The drilling fluids program adopted for this well had to be tailored to handle formations with high pore pressures and complex lithologies. In the Kra Al-Maru area, KOC finds some of the highest pressured zones in Kuwait, with mud weights sometimes approaching the limits for barite weighted diesel oil-based mud systems.

For the re-entry and the two drilling phases, a high-weight oil-based mud system was programmed with a clear fluid calcium chloride brine planned for the well test operations. Details on the individual phases are given below.

Well re-entry

During the drilling of KM-3 original hole through the Jurassic zones, the mud weight used varied between 18.6 and 18.8 ppg. It was planned to re-enter the well and ream down in stages, circulating out the old mud with new fluid weighted between 18.5 to 18.7 ppg, raising the weight gradually as hole conditions dictated. The unknown element was the amount of barite settlement that may have taken place, and consideration was given to separating displaced fluids for eventual return to the central mud plant for reconditioning.

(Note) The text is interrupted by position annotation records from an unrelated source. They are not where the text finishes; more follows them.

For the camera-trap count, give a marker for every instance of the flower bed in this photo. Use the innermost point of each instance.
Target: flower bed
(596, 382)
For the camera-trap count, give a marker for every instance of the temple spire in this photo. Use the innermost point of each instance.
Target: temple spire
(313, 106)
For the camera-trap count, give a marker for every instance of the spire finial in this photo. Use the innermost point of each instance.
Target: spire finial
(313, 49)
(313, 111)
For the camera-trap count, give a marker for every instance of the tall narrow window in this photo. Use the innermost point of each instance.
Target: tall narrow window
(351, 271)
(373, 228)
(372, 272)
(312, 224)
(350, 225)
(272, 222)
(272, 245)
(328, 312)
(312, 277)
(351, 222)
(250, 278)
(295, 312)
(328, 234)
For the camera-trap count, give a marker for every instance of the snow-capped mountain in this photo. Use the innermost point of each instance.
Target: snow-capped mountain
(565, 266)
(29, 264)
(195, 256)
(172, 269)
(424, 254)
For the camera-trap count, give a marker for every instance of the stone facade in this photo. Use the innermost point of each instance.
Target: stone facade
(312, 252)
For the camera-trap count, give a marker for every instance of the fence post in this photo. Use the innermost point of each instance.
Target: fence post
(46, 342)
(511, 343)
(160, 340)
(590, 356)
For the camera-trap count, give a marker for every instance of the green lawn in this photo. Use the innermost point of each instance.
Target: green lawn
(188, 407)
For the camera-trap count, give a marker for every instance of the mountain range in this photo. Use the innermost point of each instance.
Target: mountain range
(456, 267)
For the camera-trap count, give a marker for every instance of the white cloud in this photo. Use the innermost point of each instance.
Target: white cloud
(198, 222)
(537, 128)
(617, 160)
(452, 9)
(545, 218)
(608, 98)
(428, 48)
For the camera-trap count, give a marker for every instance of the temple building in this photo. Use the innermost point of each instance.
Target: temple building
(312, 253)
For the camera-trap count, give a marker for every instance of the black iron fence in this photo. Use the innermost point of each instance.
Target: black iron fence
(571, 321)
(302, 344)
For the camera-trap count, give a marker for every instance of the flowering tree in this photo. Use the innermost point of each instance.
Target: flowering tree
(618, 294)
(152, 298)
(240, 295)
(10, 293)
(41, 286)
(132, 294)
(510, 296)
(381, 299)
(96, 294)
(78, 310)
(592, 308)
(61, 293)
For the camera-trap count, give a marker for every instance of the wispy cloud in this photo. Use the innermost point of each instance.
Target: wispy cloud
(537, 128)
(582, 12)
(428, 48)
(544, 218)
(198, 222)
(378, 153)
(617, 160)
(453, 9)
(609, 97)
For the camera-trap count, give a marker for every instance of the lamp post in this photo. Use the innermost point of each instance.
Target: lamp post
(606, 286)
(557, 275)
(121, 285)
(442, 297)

9 ¼-in. / 5 ½-in. hole sections

The main drilling fluid properties for the two drilling phases were similar, with some differences due to lithology and pore pressures. The properties of the diesel oil-based muds programmed for the sections are given in Table 1.

Well Test phase

An underbalanced fluid was recommended for the packer fluid during the well test period. Following the casing design calculations, 11.2 ppg calcium chloride brine was selected. Planning for this type of fluid included the provision of mixing facilities at a central mud plant, separate frac tank storage at rig site and the establishment of a fluid clean-up and displacement planning.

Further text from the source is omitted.